Variability and heterogeneity of digital medical data requires establishing of modern algorithms which provide appropriate data processing. The aim of the study was to delineate the main steps in formation of a clinical dataset of patients with brain aneurysms from the stage of producing primary mining specifications to formation of a final version.Material and methods.

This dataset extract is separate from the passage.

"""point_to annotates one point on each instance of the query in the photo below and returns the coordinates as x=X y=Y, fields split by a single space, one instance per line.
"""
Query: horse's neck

Data collection, crosschecking of the cases and analyses of dataset has been carried out in Turku University Hospital. Within last two decades available medical data at our hospital have been stored in digital data lake thus allowing automatized data mining. In frame of our study, data mining was performed by a data scientist utilizing R software. Inclusion criteria were based on a set of diagnosis which were coded in medical charts according to international classification of diseases (ICD 10).Resutls and Discussion. Primary data mining identified 3850 patients with brain aneurysms treated at our hospital from January 2000 till May 2018. After independent manual crosschecking of medical charts of these patients, we found 1218 (32 %) cases, which had no aneurysm (false-positive). Data of remaining true aneurysm-cases were divided into clinical and intensive care unit subsets where every event linked to particular date of treatment was defined as an info-unit. All the data in both subsets were structured into separate Excel files and presented in chronological order for each particular patient. Altogether, dataset included 70 000 000 rows of info-units found in 2632 patients.Conclusions. Data mining allowed establishment of detailed clinical dataset of patients with brain aneurysms. Produced mining algorithm had limitation regarding false-positive cases (32 % patients). Based on that, we recommend manual crosschecking of automatically collected dataset before statistical analysis.

查看原文

微信好友朋友圈 QQ好友复制链接

本刊更多论文

脑血管动脉瘤研究大数据临床数据集的建立

数字医疗数据的可变性和异质性要求建立提供适当数据处理的现代算法。该研究的目的是描述形成脑动脉瘤患者临床数据集的主要步骤，从产生主要挖掘规范到形成最终版本。材料和方法。图尔库大学医院进行了数据收集、病例交叉检查和数据集分析。在过去的二十年里，我们医院的可用医疗数据已经存储在数字数据湖中，从而实现了自动化的数据挖掘。在我们的研究框架中，数据挖掘是由一位数据科学家利用R软件进行的。纳入标准基于根据国际疾病分类（ICD 10）在医学图表中编码的一组诊断。重申和讨论。从2000年1月到2018年5月，初步数据挖掘确定了3850名在我院接受治疗的脑动脉瘤患者。在对这些患者的病历进行独立手动交叉检查后，我们发现1218例（32%）没有动脉瘤（假阳性）。剩余真实动脉瘤病例的数据被分为临床和重症监护室亚组，其中与特定治疗日期相关的每个事件都被定义为一个信息单元。两个子集中的所有数据都被结构化到单独的Excel文件中，并按每个特定患者的时间顺序显示。总的来说，数据集包括在2632名患者中发现的7000000行信息单元。结论。数据挖掘允许建立脑动脉瘤患者的详细临床数据集。生成的挖掘算法对假阳性病例（32%的患者）有局限性。基于此，我们建议在统计分析之前对自动收集的数据集进行手动交叉检查。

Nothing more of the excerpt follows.